Skinner Apiaries said:


> To the kiwi going to boycott: Purina, in America, is pretty large, if you said boycott cattle supplement and dog food you'd have something, but Purina is sort of name brand stuff where I am, so it's cadillacing if you feeding it.


Just want to clear that up, you misunderstood me completely. I have no ambitions to boycott Purina, or bring the company down. I actually feed Purina to my own animals and will continue to.

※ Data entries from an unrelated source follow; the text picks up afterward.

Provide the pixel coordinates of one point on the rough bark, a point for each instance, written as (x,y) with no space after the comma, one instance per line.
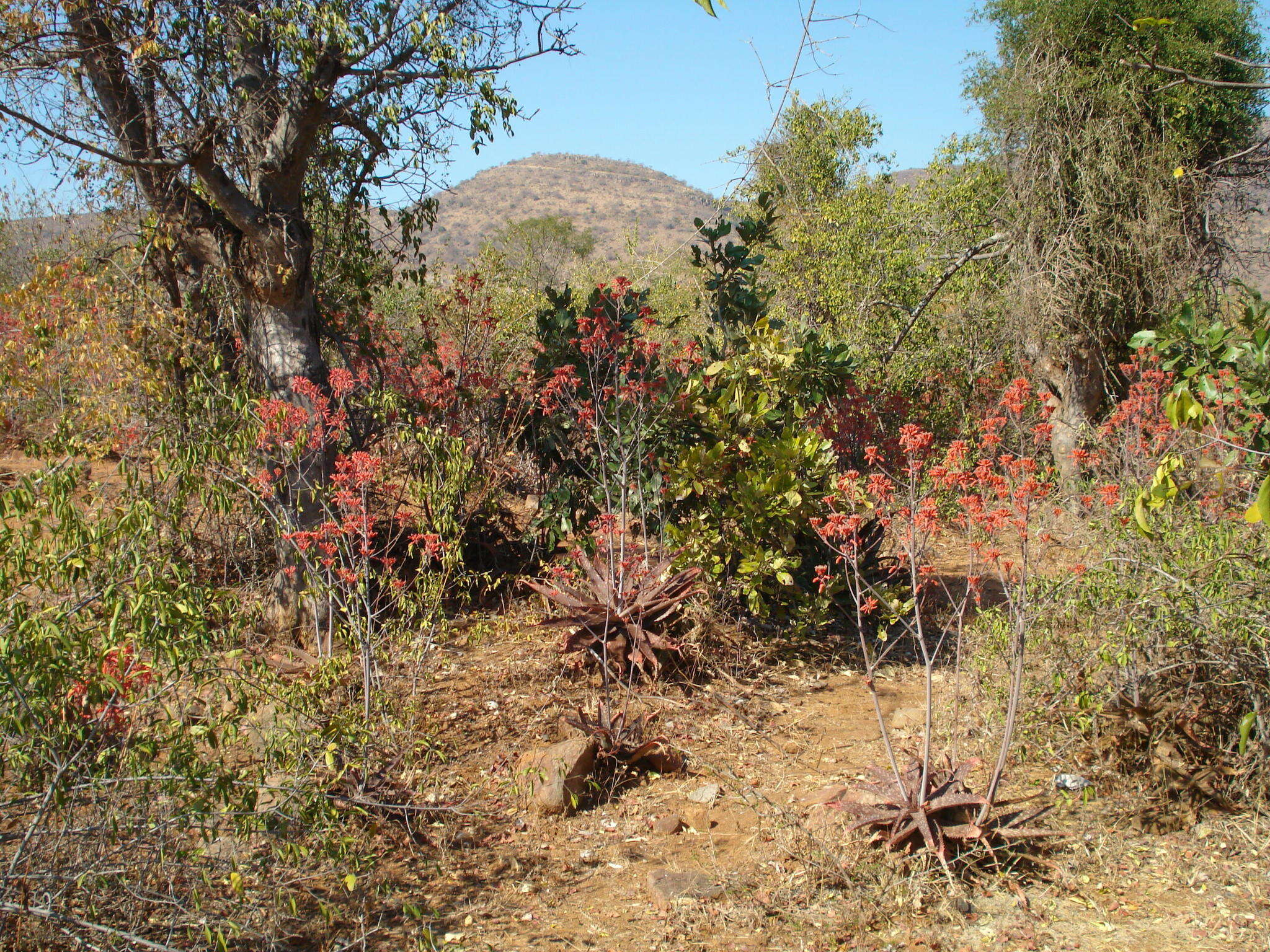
(1075,375)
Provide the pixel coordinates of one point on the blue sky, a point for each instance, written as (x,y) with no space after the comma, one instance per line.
(660,83)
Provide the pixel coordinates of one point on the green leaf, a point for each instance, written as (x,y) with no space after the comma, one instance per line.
(1143,338)
(1264,500)
(1140,514)
(1246,725)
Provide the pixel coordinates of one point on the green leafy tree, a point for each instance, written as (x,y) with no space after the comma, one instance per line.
(869,255)
(543,250)
(748,467)
(1110,172)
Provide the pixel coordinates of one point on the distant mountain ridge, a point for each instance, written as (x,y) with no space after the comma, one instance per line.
(625,205)
(621,202)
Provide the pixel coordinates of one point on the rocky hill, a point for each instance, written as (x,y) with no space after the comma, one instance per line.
(619,202)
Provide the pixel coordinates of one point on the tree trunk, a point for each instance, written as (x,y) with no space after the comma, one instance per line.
(1073,372)
(275,277)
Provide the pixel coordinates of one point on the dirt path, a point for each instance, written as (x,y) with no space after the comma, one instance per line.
(786,879)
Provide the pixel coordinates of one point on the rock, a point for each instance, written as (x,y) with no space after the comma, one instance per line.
(668,824)
(1071,781)
(705,794)
(826,795)
(668,885)
(556,777)
(908,719)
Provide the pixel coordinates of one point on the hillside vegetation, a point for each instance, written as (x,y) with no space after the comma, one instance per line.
(878,563)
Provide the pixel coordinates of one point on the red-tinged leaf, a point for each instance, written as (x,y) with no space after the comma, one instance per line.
(963,831)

What I said was I will be boycotting the blood based bee feed and doing my best to ensure other beekeepers here do also. Do not be so keen to dismiss the Kiwi opinion, there are good reasons why Kiwi honey is well priced and it's not about luck it's understanding marketing, which basically is understanding how to appeal to the customers emotions. Course, my opinion is worth crap in the big boys commercial forum that should have a special 1040F access code, right .


----------



## grozzie2

Oldtimer said:


> J Do not be so keen to dismiss the Kiwi opinion, there are good reasons why Kiwi honey is well priced and it's not about luck it's understanding marketing, which basically is understanding how to appeal to the customers emotions.


My understanding, and please correct me if I'm wrong on this, there was a time some time back when Manuka honey was considered second rate, and you folks couldn't sell it for a decent price locally. then some smart cookie got to thinking, and started marketing the manuka stuff thry health food channels praising it's 'medicinal benefits'. That concept went well and it took off world wide. today, I can buy a 75g jar of manuka honey in the local health food store for about 15 bucks. I know those little bottles are a pain, and expensive, we've done some runs in them, they cost more than standard bottles, so figure 2 bucks of that 15 is for the bottle and fancy label. That still leaves 13 bucks for 75g of honey. Allow half of that for shipping around the world, that's 6.50 for 75g, which in round numbers works out to right around 40 bucks a pound for the honey in that bottle.

Some may disagree, but, me thinks the kiwi types are pretty good at marketing honey, and in fact, I think they are actually the best in the world at it.


----------



## Oldtimer

Thanks for the complement Grozzie. 

But the value of manuka honey is just public perception, any honey could be promoted, and over the next few years we will be doing that with other honeys that are unique to NZ. 

But if there is any perception the bees are being fed blood, that would risk killing it totally. Can't see us going that route. Feeding bees blood is for people prepared to sell to the bottom end.


----------



## Richinbama

You should really watch the documentary on tv and Netflix An out honey. Over 50% of our honey is imported from China through other countries. Also, the cut their honey with rice based syrups, ect.


----------



## Ian

Nice , this is the commercial forum I remember. Opinions and straight talk


----------



## squarepeg

Ian said:


> Nice , this is the commercial forum I remember. Opinions and straight talk


----------



## Live Oak

JoshuaW said:


> I will not be feeding dried chicken blood to the bees. I am against it.


You DO realize that one of the favorite sources honey bees utilize for minerals is urine don't you??? Where ever livestock such as horses, goat, and cows pee you will find honey bees foraging minerals for brood production. At least in my neck of the woods. I find the bees around my mineral blocks after a good rain busily carry back the salt/mineral laden water back to their hives from the puddles around the mineral blocks. The chicken blood is just another source of minerals and protein. Agreed probably not the most publicly appealing and appetizing but if it works and brings good results, I am willing to try it and if made economically competitive, will use it.


----------



## Marcin

Live Oak said:


> You DO realize that one of the favorite sources honey bees utilize for minerals is urine don't you??? Where ever livestock such as horses, goat, and cows pee you will find honey bees foraging minerals for brood production. At least in my neck of the woods.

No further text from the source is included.